FITZGERALD CHANGED HIS MIND ABOUT SECOND ACTS: we all should

HENRY OLIVER’S BOOK TELLS US HOW WE CAN STAGE A SECOND ACT IN OUR OWN LIVES

One of the most useful books encountered in the last year

Eventually, this post will get to a strong recommendation for Henry Oliver’s book, but first we have to clean up some Fitzgeraldiana related to second acts. Like many other besotted English majors of my and other generations, F Scott Fitzgerald ranked very high on my list of influences. All of his books, even his failed play, The Vegetable, biographies, notes, and letters: they all enveloped me in my twenties.

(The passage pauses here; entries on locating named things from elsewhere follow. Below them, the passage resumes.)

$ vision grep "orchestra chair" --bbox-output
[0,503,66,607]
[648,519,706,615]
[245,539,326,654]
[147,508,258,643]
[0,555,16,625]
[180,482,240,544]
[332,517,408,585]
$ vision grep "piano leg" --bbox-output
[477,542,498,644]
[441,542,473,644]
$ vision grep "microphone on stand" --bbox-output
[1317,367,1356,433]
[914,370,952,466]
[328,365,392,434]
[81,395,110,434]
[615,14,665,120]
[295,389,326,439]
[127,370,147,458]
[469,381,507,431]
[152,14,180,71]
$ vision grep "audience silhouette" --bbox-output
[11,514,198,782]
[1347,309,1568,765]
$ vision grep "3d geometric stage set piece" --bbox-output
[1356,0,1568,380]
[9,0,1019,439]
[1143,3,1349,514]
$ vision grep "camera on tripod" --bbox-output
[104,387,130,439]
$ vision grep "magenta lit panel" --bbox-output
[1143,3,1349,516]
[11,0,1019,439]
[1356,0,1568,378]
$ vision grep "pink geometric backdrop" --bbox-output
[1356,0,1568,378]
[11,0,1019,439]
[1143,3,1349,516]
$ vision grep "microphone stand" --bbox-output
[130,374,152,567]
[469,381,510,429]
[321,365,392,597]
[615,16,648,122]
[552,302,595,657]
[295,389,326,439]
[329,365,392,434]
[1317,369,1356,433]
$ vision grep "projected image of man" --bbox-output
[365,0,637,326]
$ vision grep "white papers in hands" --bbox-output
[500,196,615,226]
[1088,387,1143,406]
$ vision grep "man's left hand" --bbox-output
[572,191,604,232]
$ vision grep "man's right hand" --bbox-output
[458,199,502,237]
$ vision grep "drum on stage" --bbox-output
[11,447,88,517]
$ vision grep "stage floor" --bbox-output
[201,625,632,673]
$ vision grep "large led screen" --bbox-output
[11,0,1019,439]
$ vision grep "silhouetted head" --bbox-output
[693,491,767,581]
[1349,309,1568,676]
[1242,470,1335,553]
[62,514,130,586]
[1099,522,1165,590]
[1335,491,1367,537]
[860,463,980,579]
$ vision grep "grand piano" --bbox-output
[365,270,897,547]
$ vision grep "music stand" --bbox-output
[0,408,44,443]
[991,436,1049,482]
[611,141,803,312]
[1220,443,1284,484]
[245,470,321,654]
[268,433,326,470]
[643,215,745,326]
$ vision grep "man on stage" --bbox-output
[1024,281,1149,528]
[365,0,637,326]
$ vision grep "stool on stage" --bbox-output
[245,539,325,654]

I may have come to look like Papa Hemingway, but always preferred Scott

This affection may seem odd given that Scott was a severe alcoholic for much of his adult life and my big job in my own twenties was as an alcoholism counselor (starting fifty years ago this August) up in Saratoga County, New York. But his writing — The Crack-Up, The Lost Decade, On Booze — served as an antidote against the glamourous notion to which many addicted to alcohol subscribe. (In Saratoga, my clients ranged from wealthy Fortune 50 execs to poor residents out of the foothills of the Adirondacks, but even the latter understood the Fitzgerald stories.) I used verbatim one of his final notes — ‘ACTION IS CHARACTER’ — as a guidepost to help many of the people I counselled. Fitzgerald that line in block letters (underlining the first and last words several times each) in the unfinished manuscript for The Last Tycoon . The relevance for those in the early stages of recovery came from an awareness that what you said in pursuing that goal was a lot less important than what you did. And that meant a surveillance of every action undertaken: where you went, who you saw, what you did. Fitzgerald was sober when he was writing that last book and many believe The Last Tycoon would have signaled the start of a second act for him. Tragically, shortly after making those marks on the page, he died of a massive heart attack. They say he was eating a chocolate bar, which is one of the most early recovering alcoholic things ever, God bless him.

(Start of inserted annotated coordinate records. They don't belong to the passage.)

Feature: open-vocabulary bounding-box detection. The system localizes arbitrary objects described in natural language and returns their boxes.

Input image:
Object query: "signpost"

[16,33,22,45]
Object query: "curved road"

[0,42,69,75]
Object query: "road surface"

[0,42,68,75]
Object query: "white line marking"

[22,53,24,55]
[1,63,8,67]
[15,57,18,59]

That Fitzgeraldian immersion failed to stop me from misunderstanding for years one of the most cited quotations of the great novelist: “there are no second acts in American lives.” The problem for me (and according to this article many other people) is that we didn’t register the entire quote or its context. The full line from Fitzgerald’s 1932 ‘My Lost City’ essay actually seems to vouch for the presence of second acts in life and admit to the author’s discarding a previous assumption: “I once thought that there were no second acts in American lives, but there was certainly to be a second act to New York’s boom days.”

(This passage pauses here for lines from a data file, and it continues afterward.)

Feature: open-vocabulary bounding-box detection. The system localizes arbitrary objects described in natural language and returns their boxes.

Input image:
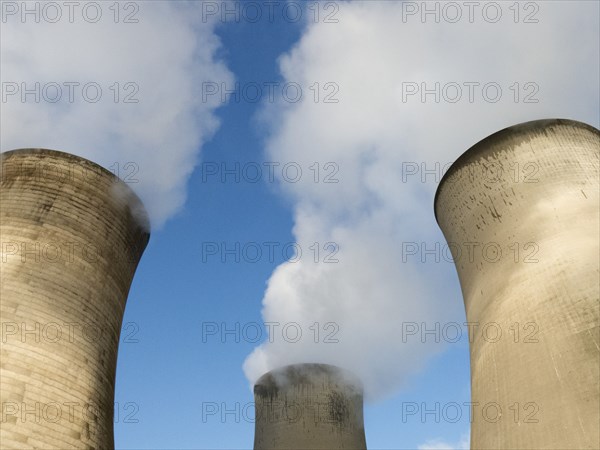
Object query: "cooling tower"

[435,119,600,449]
[254,364,367,450]
[0,149,149,449]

The line hit at me again while reading Henry Oliver’s instructive and inspiring book, Second Act What Late Bloomers Can Tell You About Reinventing Your Life. Reinvention is not a new subject for me; seven years ago I posted some notes on the process gained from my own zigzaggy line of ‘straight jobs’ as well as the observations and consultations with others who were making real the reimagining of their occupations. In the spirit of this Testing: A Personal History blog and Substack, reinvention is testing yourself in the most immediate and consequential fashion. Henry Oliver takes a broad and rich look at this phenomenon with insights and eloquence that prompts me to recommend the book very highly.

Of course, being 74 years old and out of my last straight job six years ago at the end of this month, the subject of second acts is inescapable. Our 8th play in this ‘act’, Retrospective will get its UK premiere at Barons Court Theater in London this May and Chasing the Dead: Amateur Adventures in Genealogy bustles along as a Substack exploring the findings and foibles of digging through the roots of family.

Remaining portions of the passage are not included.